Monarchs of the United Kingdom of Great Britain, France, and Northern Ireland, 1940-Present
King Edward VIII (1936-1972)
King George VI (1972-Present)

Prime Ministers of the United Kingdom of Great Britain, France, and Northern Ireland, 1940-Present
Neville Chamberlain (Conservative): 1940
E.F.L. Wood, 1st Earl of Halifax (Conservative): 1940-1943
1943: Clement Attlee (Labour)
1949: Clement Attlee (Labour)
1950: Georges Bidault (Conservative)
1954: Anthony Eden (Conservative)
--1956: Joseph Laniel (Conservative)
1958: Joseph Laniel (Conservative)
--1962: Joshua P. Lloyd (Conservative)
1963: Yvon Laboissonnière (Labour)
1965: Yvon Laboissonnière (Labour)
1969: Bailey H. Russell (Conservative)
1973: Yvon Laboissonnière (Labour)
--1975: Jude S. Hinton (Labour)
1978: Mignonette Brochu (Conservative)
1982: Mignonette Brochu (Conservative)
1986: Mignonette Brochu (Conservative)
--1989: Ray M. Johnson (Conservative)
1991: Ray M. Johnson (Conservative)
1996: Talbot Goguen (Labour)
2000: Talbot Goguen (Labour)
2004: Talbot Goguen (Labour)
2007: Jeanne Fongemie (Conservative)

Monarchs of the Empire of Japan and Korea, 1911-Present
Yoshihito, Emperor Taisho (1912-1926)
Hirohito, Emperor Showa (1926-1989)
Nobuhiko (1989-Present)

I'm going to add more stuff to this later. Hope I got everything done right with the POD. :p
 
I suspect that Japan isn't an Empire - otherwise, wouldn't it be referred to as the Empire of Japan (or perhaps the Dual Empire of Japan-Korea)? Some sort of populist revolution to overthrow the Empire in the early '20s might work - perhaps after a prolonged, increasingly pointless Siberian expedition (which would also perhaps explain Sakhalin being retained).
A more prolonged Asian campaign for the Russian Communists in the early '20s might allow for a Chinese Mongolia as a base for the ChCP, and would allow for (potentially) greater friendship between the PRC and the USSR.
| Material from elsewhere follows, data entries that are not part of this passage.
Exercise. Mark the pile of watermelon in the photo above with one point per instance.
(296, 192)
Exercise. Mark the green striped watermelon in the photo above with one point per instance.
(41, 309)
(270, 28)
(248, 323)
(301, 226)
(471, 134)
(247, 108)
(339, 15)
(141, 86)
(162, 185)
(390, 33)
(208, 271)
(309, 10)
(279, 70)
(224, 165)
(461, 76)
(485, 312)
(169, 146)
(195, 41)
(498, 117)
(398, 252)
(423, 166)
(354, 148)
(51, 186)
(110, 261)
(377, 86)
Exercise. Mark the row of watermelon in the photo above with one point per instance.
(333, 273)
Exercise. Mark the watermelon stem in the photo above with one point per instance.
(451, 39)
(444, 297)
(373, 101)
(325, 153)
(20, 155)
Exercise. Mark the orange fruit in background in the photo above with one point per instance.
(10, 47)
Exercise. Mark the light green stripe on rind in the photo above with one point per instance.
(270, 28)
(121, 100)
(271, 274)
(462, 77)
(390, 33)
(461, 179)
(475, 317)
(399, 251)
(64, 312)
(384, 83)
Anglo-French Union is the most likely path for #3; arguably, if one wanted to do something different, one could try restoring the French monarchy, having them marry into the British royal family, and having an inheritance.

#1 isn't too hard, though getting Cuba as a state rather than independent isn't going to be easy. One possibility might be to have Spain sell Cuba to the US, though I'm not sure when that would've been possible.